For the most part of her career she was acknowledged for her wit, her cynical remarks and her 'burn the candle at both ends' approach to life, but she was not considered a 'serious' writer. Although she was extremely talented she never took herself seriously and that is precisely her greatest quality. This great collection of poems, are the poems she never chose to include in any of her three poetry collections; perhaps being herself's harshest critic, she did not consider some of these poems good enough to be published. Of course she was wrong and without this fantastic collection, these 122 lovely forgotten poems would never be known to the public and that would be such a terrible loss. Poems like "The Lady In Back", "Love Song", "Fantasy", "Day-Dreams", "Grandfather Said It", "Threat to a Fickle Lady", and her "Hate Verses", to name just a few, are beautiful, moving and very contemporary poems to have.

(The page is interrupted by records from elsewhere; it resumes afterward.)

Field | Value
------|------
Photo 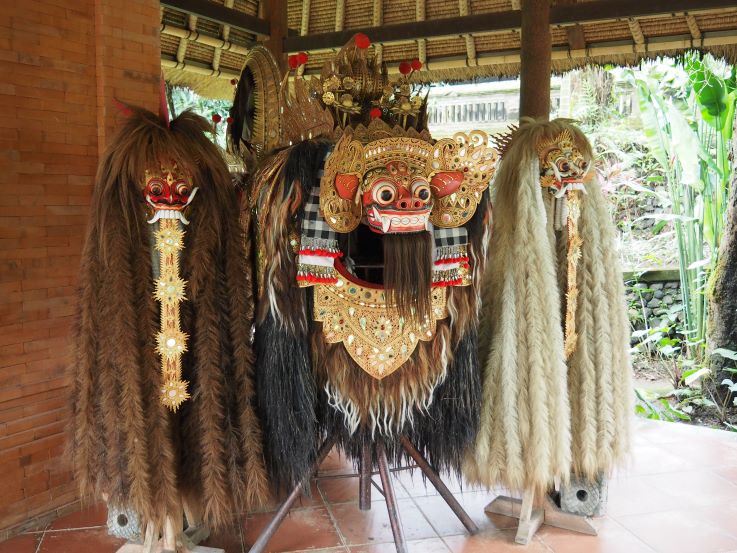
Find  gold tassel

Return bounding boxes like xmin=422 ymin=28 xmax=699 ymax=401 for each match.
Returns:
xmin=154 ymin=219 xmax=190 ymax=411
xmin=564 ymin=190 xmax=583 ymax=360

Apart from her poems this book includes a very good and informative introduction on her life and work, almost 100 pages long, by the Algonquin Round Table historian, Stuart Y Silverstein. It also includes an index of first lines and a very useful complete chronology of all of Dorothy Parker's poems and not just the ones published in this collection. The rest of her poems from "Enough Rope", "Sunset Gun", and "Death and Taxes", are published, along with her wonderful short stories and her reviews in
The Collected Dorothy Parker (Penguin Modern Classics).